Отец, не отрываясь от работы, с недоброй усмешкой посоветовал:

– Ты иди, Ларивон, с мирским быком поборись, а у нас кости-то не кованы, да и силенки – в обрез.

Ларивон спрятал бороду в полушубок и ушел, шальной и разболтанный.

Зимой мужики сидели по избам: работа по дому была маленькая, неспешная, скучная. Утром сгребали и перебивали солому у коровы и овец на заднем дворе, давали корму, месили соломенную резку с отрубями гнедку, чистили двор, чинили сбрую, возили навоз на усадьбу, ездили за кормом на гумно. Но дедушка был неугомонный старик: он не мог сидеть без хлопот, всегда находил работу для сыновей и сам возился над какой-нибудь часто ненужной мелочью – над хомутом, над старыми вожжами, которые обновлял мохрами кудели. И обязательно заставлял и отца, и Тита, и Сему или чинить валенки и сапоги, или менять кожаную связку на цепях, или парить черемуху и крутить новые завертки для саней. Сема был мастер делать из лутошек всякие сооружения, всегда новые и интересные, и я все время торчал около него и старался услужливо помогать ему. Он делал настоящие грабли, красивые топорища из березового полена, строил маленькие тележки, а однажды сделал ветряную мельницу с шестернями, с колесами, с засыпкой и колотушкой. Он был горазд на выдумки, и даже дед однажды похвалил его и сказал поощрительно:

– Ты, Семка, этих безделушек-то побольше наделай, толчею там, дранку сколоти, сани согни, водяную мельницу... Я на базар поеду, продам их аль господам на барский двор отнесу. Все-таки рублишко выручу.

И днем мы с удовольствием мастерили эти машины, забывая, что дед отберет их у нас и утащит из дому. А когда готова была ветрянка, мы выбегали на улицу и испытывали ее на ветру. Крылья весело махали, колеса и шестерни вертелись, рокотали, поскрипывали, и мы оба с Семой смеялись от радости.

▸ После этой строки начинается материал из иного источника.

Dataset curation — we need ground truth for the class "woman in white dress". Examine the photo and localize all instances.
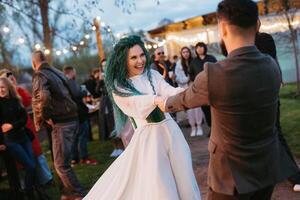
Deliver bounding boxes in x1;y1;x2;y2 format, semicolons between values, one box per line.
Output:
175;47;203;137
84;36;201;200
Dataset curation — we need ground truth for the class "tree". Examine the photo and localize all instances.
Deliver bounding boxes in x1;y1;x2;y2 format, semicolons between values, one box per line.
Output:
263;0;300;96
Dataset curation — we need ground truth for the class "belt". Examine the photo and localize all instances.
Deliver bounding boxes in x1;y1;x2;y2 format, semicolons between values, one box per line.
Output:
130;107;166;129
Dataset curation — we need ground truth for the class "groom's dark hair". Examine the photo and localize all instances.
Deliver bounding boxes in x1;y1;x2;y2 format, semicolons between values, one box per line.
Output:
217;0;258;29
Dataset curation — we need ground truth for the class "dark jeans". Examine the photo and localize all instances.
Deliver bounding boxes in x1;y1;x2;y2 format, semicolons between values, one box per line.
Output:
5;139;36;189
207;186;274;200
72;120;89;161
51;121;84;196
201;106;211;127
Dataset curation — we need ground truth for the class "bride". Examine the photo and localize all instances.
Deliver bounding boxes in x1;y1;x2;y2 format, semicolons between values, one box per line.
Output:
84;36;201;200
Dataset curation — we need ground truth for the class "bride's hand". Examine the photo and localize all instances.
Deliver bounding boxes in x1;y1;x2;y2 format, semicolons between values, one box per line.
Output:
154;96;167;112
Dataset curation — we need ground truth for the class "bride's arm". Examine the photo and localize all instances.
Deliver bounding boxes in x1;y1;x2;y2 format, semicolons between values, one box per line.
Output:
113;94;156;119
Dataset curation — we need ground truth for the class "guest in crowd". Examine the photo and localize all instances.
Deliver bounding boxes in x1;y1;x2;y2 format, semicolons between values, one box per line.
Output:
0;77;36;199
0;69;53;188
32;51;85;199
63;66;97;165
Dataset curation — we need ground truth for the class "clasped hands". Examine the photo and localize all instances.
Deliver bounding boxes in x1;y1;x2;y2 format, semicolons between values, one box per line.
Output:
1;123;13;133
154;95;168;112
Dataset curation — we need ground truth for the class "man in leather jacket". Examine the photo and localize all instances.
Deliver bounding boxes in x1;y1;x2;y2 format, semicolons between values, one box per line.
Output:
32;51;84;199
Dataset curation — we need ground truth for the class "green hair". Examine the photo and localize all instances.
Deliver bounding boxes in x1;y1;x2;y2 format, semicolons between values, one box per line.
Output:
105;35;155;136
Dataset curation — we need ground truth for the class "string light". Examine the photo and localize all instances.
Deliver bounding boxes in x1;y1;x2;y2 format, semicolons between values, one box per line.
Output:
3;26;10;33
34;44;41;50
18;38;25;44
0;16;116;56
55;50;61;56
63;49;69;54
44;49;50;55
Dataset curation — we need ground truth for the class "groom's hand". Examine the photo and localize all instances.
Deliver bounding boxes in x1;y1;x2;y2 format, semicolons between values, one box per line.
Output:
154;96;167;112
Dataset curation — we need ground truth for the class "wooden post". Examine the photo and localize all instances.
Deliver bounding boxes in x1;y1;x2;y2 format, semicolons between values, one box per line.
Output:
94;18;105;61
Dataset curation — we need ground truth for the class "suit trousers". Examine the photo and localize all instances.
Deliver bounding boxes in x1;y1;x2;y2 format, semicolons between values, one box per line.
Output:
207;186;274;200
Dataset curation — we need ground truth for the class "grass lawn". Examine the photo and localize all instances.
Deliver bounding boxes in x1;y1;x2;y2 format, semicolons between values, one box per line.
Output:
280;84;300;158
0;84;300;200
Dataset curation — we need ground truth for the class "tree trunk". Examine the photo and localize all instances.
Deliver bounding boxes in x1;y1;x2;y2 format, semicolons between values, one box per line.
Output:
39;0;52;63
291;30;300;96
94;19;105;62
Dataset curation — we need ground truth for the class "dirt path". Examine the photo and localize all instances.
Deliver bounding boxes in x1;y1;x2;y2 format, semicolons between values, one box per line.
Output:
182;128;300;200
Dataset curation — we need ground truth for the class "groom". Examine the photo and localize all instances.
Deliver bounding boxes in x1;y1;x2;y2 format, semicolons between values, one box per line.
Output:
155;0;297;200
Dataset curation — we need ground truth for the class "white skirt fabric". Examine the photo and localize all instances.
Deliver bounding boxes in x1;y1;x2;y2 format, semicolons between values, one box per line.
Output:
84;119;201;200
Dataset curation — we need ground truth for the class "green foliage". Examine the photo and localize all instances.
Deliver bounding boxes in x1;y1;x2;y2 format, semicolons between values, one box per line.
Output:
280;84;300;157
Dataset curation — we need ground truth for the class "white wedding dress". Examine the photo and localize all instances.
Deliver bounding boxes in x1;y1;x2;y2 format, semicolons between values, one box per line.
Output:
84;70;201;200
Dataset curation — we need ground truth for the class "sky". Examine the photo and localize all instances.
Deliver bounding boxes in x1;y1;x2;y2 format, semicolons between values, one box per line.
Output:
100;0;220;33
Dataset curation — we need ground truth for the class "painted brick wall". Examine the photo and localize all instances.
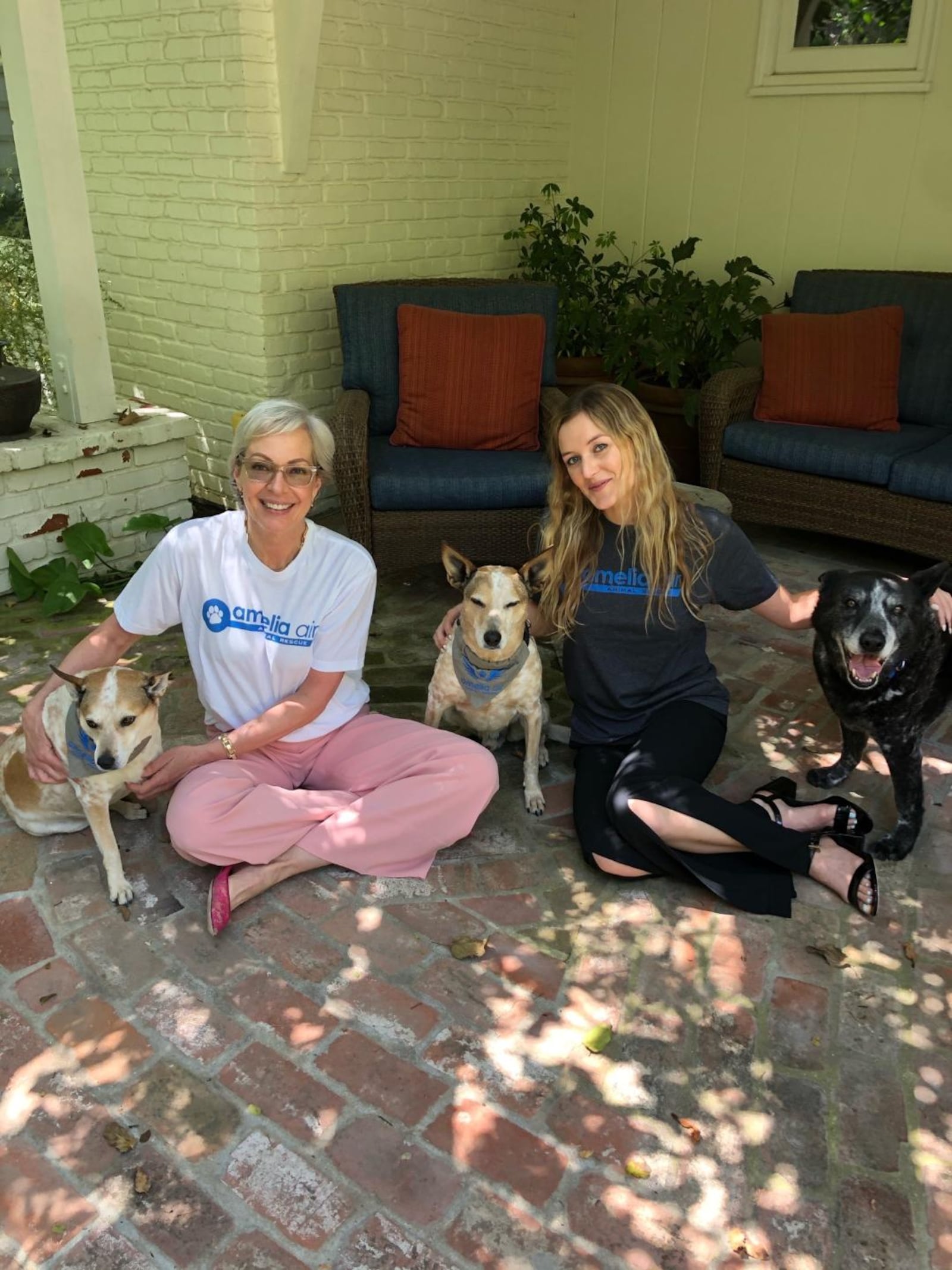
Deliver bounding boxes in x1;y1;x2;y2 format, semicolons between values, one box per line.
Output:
0;414;192;594
62;0;575;500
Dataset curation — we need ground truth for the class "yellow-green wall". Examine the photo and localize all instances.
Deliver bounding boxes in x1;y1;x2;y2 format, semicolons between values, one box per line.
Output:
569;0;952;293
62;0;576;500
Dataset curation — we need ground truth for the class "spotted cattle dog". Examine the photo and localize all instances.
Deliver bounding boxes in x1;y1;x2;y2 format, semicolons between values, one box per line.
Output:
807;563;952;860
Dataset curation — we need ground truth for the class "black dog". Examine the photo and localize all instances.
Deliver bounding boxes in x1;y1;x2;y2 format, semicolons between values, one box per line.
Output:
807;564;952;860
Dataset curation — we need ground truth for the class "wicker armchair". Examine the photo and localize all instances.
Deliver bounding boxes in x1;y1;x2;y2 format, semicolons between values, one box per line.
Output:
328;278;563;572
698;269;952;559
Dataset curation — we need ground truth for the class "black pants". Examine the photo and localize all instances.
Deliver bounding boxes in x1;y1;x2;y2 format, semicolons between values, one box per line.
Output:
573;701;811;917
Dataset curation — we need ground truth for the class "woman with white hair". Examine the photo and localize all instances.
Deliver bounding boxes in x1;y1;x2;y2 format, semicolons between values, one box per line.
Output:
24;402;498;935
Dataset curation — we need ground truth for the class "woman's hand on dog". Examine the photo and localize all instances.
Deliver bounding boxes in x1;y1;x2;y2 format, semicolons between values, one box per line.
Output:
129;742;223;799
433;604;463;651
929;589;952;631
20;706;66;785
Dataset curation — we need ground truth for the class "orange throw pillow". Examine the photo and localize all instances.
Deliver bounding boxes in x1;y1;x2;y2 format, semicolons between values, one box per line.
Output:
754;305;903;432
390;305;545;450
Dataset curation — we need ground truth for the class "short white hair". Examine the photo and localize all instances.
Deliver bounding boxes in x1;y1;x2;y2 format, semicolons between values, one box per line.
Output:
229;397;334;476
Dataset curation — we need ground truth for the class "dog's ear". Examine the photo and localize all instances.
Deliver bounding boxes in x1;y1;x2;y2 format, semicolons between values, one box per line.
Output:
909;560;952;597
440;543;475;591
519;547;552;595
49;661;86;697
142;670;171;701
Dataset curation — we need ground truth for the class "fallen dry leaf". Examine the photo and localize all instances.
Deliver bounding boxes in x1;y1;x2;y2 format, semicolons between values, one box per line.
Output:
806;943;849;970
582;1024;615;1054
103;1120;136;1156
671;1111;700;1142
727;1230;771;1261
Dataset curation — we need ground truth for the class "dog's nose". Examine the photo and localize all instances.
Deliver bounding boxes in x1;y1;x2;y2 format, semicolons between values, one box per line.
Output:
859;626;886;653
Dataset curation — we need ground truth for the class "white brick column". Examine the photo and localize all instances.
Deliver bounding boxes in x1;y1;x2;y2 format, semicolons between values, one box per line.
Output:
0;0;115;423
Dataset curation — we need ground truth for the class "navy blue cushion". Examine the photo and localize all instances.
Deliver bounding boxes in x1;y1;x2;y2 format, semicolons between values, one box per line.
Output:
723;419;935;485
367;437;549;512
334;280;558;439
791;269;952;427
890;433;952;500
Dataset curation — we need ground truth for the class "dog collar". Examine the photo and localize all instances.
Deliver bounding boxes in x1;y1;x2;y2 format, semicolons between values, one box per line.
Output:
64;701;104;781
452;626;529;706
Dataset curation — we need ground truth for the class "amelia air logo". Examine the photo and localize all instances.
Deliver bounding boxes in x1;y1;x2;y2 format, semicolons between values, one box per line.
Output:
582;567;681;595
202;600;318;647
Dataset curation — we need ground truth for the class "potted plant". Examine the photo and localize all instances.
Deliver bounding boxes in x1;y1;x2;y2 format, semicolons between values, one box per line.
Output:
503;183;634;386
606;237;774;480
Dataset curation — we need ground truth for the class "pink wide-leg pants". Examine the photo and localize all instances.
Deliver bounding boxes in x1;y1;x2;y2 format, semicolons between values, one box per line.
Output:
167;711;500;877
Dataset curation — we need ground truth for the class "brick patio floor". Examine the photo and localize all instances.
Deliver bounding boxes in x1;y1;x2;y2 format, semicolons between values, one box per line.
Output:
0;518;952;1270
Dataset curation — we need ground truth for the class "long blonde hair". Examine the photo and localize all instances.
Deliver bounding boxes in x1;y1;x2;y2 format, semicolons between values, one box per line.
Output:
539;384;713;635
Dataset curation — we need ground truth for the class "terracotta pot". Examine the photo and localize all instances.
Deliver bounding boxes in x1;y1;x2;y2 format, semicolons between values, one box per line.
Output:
556;357;612;396
0;339;42;441
634;380;700;485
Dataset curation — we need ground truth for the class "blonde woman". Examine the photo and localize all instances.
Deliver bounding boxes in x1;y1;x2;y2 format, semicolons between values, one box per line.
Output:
435;384;925;918
23;400;498;935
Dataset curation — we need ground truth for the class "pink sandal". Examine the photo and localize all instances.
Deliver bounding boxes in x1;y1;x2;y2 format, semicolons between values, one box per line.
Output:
206;865;234;936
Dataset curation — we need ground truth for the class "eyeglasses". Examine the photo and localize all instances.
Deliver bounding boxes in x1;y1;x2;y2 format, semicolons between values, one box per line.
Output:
242;459;320;485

Мне было восемь лет, но я, как любой деревенский парнишка, был самосильным помощником для взрослых: наравне с мужиками я выполнял всякую работу по двору. Но я, как и Сема, как и шестнадцатилетний Тит, очень хорошо знал, чем живет вся деревня, сколько у каждого мужика земли, какая у кого нужда, кто чем промышляет, кто голодает, кто богатеет, сколько у барина земли и как он опутывает крестьян кабалой.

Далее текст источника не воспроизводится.